XTensor 2024

1st Workshop on Cross-stack Optimization of Tensor Methods

April 27 1:30-5:30pm, 2024 @ San Diego, CA, USA

Held in conjunction with ASPLOS'24

Tensor problems are becoming ever more important to represent data and analyze its inherent properties, as the correlation of data gains importance in many domains. The application of tensor methods covers machine learning/deep learning, quantum chemistry/physics, quantum circuit simulation, social networks, and healthcare, to name a few. The research on tensor methods comes from multiple domains, including computer architecture, programming languages, compilers, and parallel computing. This workshop aims to gather researchers from diverse computer system backgrounds to present and communicate their work on tensor methods, and then seek a cross-stack solution to improve the performance of tensor algorithms.

Agenda

1:30 - 1:40 pm: Welcome and Opening Remarks [Slides]

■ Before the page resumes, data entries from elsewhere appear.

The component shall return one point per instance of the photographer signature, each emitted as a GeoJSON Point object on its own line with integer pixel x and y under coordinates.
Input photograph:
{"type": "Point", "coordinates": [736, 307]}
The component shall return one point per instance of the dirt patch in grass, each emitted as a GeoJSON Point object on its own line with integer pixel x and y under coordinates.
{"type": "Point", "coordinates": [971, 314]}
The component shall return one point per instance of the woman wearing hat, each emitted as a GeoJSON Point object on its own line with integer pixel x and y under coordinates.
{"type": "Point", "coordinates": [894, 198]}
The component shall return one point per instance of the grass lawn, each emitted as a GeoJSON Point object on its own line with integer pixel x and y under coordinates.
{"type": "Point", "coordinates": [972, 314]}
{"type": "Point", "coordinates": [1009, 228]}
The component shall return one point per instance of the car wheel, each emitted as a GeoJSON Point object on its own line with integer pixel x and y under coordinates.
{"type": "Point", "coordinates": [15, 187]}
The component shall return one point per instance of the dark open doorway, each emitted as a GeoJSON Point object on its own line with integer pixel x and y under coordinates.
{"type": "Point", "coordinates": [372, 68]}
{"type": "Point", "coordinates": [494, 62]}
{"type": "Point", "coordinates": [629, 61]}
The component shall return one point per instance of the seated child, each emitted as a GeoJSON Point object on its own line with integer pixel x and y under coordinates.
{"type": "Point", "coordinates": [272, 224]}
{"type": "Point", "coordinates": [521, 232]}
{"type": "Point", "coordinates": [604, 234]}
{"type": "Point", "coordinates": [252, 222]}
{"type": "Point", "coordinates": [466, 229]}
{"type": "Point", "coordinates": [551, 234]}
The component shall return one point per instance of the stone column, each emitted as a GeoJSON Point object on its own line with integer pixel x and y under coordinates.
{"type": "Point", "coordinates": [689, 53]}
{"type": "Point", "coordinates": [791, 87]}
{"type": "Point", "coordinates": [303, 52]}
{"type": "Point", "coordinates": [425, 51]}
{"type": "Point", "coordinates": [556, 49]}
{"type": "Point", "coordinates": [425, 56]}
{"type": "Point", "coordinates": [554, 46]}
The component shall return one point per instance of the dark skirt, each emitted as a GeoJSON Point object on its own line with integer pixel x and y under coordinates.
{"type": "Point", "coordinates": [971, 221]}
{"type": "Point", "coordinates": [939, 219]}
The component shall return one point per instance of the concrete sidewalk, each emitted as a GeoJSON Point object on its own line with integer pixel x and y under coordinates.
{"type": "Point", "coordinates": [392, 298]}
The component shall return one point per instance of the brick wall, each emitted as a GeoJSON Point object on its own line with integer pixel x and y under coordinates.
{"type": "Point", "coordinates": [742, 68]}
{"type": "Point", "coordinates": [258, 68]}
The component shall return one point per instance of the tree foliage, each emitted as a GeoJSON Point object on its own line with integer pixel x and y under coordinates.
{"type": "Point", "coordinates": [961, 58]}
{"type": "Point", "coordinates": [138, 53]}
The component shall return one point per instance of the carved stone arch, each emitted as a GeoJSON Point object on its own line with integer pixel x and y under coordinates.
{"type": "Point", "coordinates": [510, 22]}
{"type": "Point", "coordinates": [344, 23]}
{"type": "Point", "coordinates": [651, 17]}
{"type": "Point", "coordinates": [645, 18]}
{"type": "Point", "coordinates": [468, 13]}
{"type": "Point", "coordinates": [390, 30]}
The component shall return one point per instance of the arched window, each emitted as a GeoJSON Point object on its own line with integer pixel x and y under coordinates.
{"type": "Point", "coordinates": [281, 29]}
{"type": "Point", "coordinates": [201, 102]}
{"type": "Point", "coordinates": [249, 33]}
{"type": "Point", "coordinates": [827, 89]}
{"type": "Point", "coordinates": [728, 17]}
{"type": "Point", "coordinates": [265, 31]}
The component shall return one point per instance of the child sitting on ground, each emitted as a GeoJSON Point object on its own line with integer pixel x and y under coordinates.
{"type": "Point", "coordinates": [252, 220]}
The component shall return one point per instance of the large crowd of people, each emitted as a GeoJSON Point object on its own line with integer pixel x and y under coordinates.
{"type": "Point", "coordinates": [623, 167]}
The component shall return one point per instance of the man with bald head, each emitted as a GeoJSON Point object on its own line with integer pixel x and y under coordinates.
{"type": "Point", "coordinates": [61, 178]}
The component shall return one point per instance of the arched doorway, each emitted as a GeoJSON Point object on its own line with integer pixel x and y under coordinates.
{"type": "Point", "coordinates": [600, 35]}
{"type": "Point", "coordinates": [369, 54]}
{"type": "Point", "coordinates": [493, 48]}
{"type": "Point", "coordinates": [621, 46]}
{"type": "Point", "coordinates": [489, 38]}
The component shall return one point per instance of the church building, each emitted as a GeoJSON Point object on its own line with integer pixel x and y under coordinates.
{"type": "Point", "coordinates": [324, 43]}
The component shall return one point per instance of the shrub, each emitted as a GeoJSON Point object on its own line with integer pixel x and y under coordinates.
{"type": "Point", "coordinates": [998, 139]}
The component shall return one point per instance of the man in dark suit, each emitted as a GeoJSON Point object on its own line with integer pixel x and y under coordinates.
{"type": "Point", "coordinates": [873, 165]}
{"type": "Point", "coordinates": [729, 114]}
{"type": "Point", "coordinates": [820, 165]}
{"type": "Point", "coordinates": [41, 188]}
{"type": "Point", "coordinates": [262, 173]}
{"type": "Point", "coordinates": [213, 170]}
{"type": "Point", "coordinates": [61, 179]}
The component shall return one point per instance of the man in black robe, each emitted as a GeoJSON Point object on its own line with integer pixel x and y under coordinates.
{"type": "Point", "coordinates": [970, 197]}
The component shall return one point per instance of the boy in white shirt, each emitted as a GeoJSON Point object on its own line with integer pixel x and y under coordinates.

1:40 - 2:30 pm: Keynote Talk by Ang Li @ PNNL

Title: What GPU tensor-cores really bring to the table?
Abstract: Tensor cores or matrix cores have become the major computing units of modern GPUs. In this talk, I will go through several lines of research we have performed along the functionality, performance, and numerical precision of GPU tensor cores, at the lower wmma level. Some relevant work will also be reviewed, followed by discussions on new research opportunities.
Bio: Dr. Ang Li is a senior computer scientist in the Physical and Computational Sciences Directorate (PCSD) of Pacific Northwest National Laboratory (PNNL) and an affiliated Associated Professor with the ECE department of University of Washington (UW). He received the PhD degrees from the ECE department of NUS, Singapore and EE department of TU/e, Netherlands. He joined PNNL since 2016. His research interests include software-hardware codesign for HPC, computer architecture, and quantum computing. His research work won the best paper award in ICCD’21, Cluster’22 and within the finalist for SC’15/17/20, IISWC’18 and ISCA’22. He is an associated editor of TPDS and serves as a review committee member of many HPC and architecture conferences.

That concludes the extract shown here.